Home / Full timeline / Author and Chaplain John Marrant is born. He was described by one historian as undoubtedly one of the first Black ministers of the gospel in North America.
Author and Chaplain John Marrant is born. He was described by one historian as undoubtedly one of the first Black ministers of the gospel in North America.
1755
John Marrant was born in New York. He lived in St. Augustine, Florida, for a time before being captured by Cherokee Indians. Marrant was influenced by the reverend George Whitefield, an English preacher who co-founded, with John Wesley, the Methodist Movement. He served with the British Royal Navy and was a Methodist missionary in Nova Scotia before becoming an author. His writings detailed the events of his own life that led him to his religious convictions.
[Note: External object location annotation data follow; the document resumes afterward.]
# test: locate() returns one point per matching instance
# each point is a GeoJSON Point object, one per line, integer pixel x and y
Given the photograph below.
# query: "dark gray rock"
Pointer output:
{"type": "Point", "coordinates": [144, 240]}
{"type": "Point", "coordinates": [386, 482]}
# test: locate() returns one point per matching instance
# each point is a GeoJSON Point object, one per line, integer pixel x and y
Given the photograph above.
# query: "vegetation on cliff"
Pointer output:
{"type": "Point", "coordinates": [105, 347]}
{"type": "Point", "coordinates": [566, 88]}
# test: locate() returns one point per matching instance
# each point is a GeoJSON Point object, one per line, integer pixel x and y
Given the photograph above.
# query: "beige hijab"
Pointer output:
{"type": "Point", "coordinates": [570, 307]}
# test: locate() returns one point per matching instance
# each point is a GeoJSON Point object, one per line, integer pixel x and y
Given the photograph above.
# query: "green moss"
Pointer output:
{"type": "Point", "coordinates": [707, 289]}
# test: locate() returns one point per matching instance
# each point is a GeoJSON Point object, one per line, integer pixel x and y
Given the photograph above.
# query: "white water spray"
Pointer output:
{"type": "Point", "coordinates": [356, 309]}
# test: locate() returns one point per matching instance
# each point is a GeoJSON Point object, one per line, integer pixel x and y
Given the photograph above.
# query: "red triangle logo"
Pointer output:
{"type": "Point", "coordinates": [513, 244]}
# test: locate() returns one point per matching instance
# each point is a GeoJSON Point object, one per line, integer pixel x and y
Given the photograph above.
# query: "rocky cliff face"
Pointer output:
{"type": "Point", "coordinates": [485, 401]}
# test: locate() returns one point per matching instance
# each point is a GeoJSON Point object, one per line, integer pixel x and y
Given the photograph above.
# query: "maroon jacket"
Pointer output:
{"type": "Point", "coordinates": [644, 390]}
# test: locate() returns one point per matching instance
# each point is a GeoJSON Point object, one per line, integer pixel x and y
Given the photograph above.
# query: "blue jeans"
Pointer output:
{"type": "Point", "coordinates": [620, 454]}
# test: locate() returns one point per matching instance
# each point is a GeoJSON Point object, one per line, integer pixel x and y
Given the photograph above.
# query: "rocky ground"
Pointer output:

His most popular work, "A Narrative of The Lord's Wonderful Dealings with John Marrant," describes Marrant's "dealings" with God. Historian Arthur Schomburg reprinted Marrant's masonic sermon in 1789 and described him as undoubtedly one of the first, if not the first, Black minister of the gospel in North America. Marrant rarely referred to racial matters in his works and thus was never cited in early collected works of African American biographies. He died in 1791.
References:
- • Hornsby, Alton. Chronology of African-American History: Significant Events and People from 1619 to the Present. Detroit: Gale Research, 1995.